Automobile Accidents | Personal Injury Protection | PIP | supreme court | Washington State Law

By Melissa D. Carter

August 24, 2018

Personal Injury Protection (PIP) insurance under an auto policy is intended to protect victims of motor vehicle collisions by covering reasonable, necessary and related medical expenses and lost wages following an injury. PIP coverage applies to any occupant of a vehicle, pedestrian, or cyclist involved in a motor vehicle collision, regardless of fault. It is mandatory coverage in Washington State.

Despite this, PIP insurers, such as USAA, State Farm, Safeco, Geico, and others, have been attempting to avoid paying out PIP claims as they have contracted to do with their insureds, by denying medical bills for accident victims claiming that the victim has reached “maximum medical improvement” (or “MMI”), and therefore is not in need of ongoing medical care for injuries. As a result, thousands of victims have been forced to forego needed medical treatment after an accident because their auto insurance companies refuse to pay for appropriate care.

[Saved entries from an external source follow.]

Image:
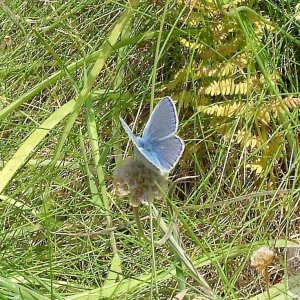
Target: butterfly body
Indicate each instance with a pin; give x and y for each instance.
(159, 147)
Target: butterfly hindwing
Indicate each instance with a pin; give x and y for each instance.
(163, 121)
(167, 152)
(159, 148)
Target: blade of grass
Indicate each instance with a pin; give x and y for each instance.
(72, 107)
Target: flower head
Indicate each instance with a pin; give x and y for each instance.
(262, 258)
(142, 184)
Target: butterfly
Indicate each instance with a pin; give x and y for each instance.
(159, 147)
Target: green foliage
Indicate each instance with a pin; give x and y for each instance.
(229, 83)
(69, 69)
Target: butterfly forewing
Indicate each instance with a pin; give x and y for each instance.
(167, 152)
(129, 132)
(163, 122)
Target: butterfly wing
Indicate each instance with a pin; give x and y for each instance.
(159, 148)
(129, 132)
(163, 122)
(167, 152)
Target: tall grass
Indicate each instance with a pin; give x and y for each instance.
(68, 71)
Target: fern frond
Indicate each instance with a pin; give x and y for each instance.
(222, 69)
(258, 166)
(223, 110)
(228, 87)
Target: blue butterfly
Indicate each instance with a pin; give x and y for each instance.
(159, 148)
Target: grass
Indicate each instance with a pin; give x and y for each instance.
(68, 71)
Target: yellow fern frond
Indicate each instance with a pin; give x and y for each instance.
(274, 146)
(184, 98)
(284, 106)
(258, 166)
(223, 110)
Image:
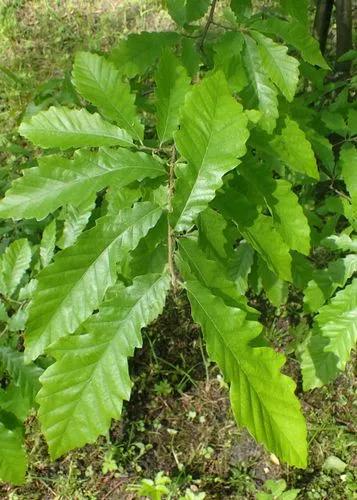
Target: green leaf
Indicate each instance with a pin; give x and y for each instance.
(186, 11)
(294, 150)
(14, 262)
(100, 83)
(75, 221)
(90, 378)
(241, 7)
(261, 93)
(326, 281)
(58, 181)
(276, 289)
(241, 266)
(259, 231)
(262, 398)
(297, 10)
(172, 84)
(348, 162)
(283, 204)
(340, 242)
(281, 68)
(228, 58)
(212, 135)
(13, 462)
(24, 376)
(210, 273)
(64, 128)
(296, 34)
(327, 351)
(216, 236)
(136, 54)
(190, 57)
(322, 148)
(87, 270)
(48, 243)
(13, 401)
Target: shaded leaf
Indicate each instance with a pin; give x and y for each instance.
(64, 128)
(212, 135)
(58, 181)
(87, 271)
(101, 83)
(85, 388)
(334, 334)
(172, 84)
(14, 262)
(262, 398)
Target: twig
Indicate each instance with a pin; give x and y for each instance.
(170, 233)
(208, 24)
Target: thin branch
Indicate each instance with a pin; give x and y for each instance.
(170, 233)
(208, 24)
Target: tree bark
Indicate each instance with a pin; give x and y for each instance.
(344, 32)
(322, 21)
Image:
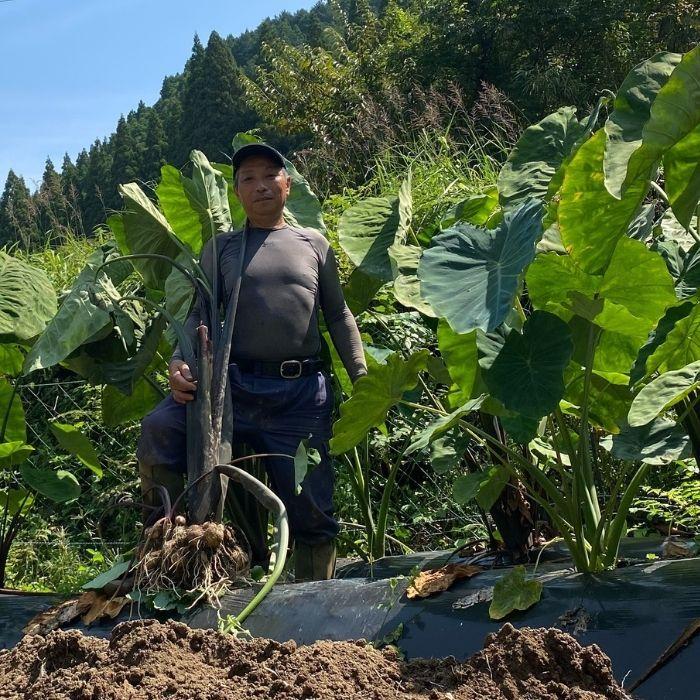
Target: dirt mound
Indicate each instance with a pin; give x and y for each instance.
(149, 660)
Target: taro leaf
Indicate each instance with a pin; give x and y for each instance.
(12, 500)
(641, 227)
(238, 216)
(437, 580)
(519, 428)
(112, 574)
(651, 113)
(118, 408)
(591, 220)
(658, 337)
(637, 289)
(60, 486)
(681, 344)
(527, 375)
(78, 320)
(12, 424)
(660, 442)
(448, 450)
(670, 229)
(682, 176)
(148, 231)
(477, 209)
(12, 453)
(365, 232)
(178, 210)
(404, 266)
(11, 360)
(207, 193)
(119, 371)
(662, 393)
(303, 207)
(460, 353)
(73, 441)
(442, 425)
(537, 155)
(27, 300)
(513, 591)
(179, 294)
(360, 290)
(471, 276)
(373, 395)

In June, 2018, the Washington State Supreme Court put an end to insurers’ obvious attempts to skirt their obligations under the insurance contract and save themselves money. In the case of Durant v. State Farm, the Supreme Court made it clear that insurers can no longer put up roadblocks to prevent their insureds from getting medical care after an accident under the guise that the patient is “at MMI.” The only reason an insurer can now deny coverage under a PIP claim is if the care is not “reasonable, necessary, or related” to the collision. All other care, including care rendered after a patient has reached “MMI,” must be approved under the PIP claim.

This is a great victory for the people of Washington State, and is one more small safeguard to ensure that insurance companies don’t take advantage of the very people they have advertised to protect.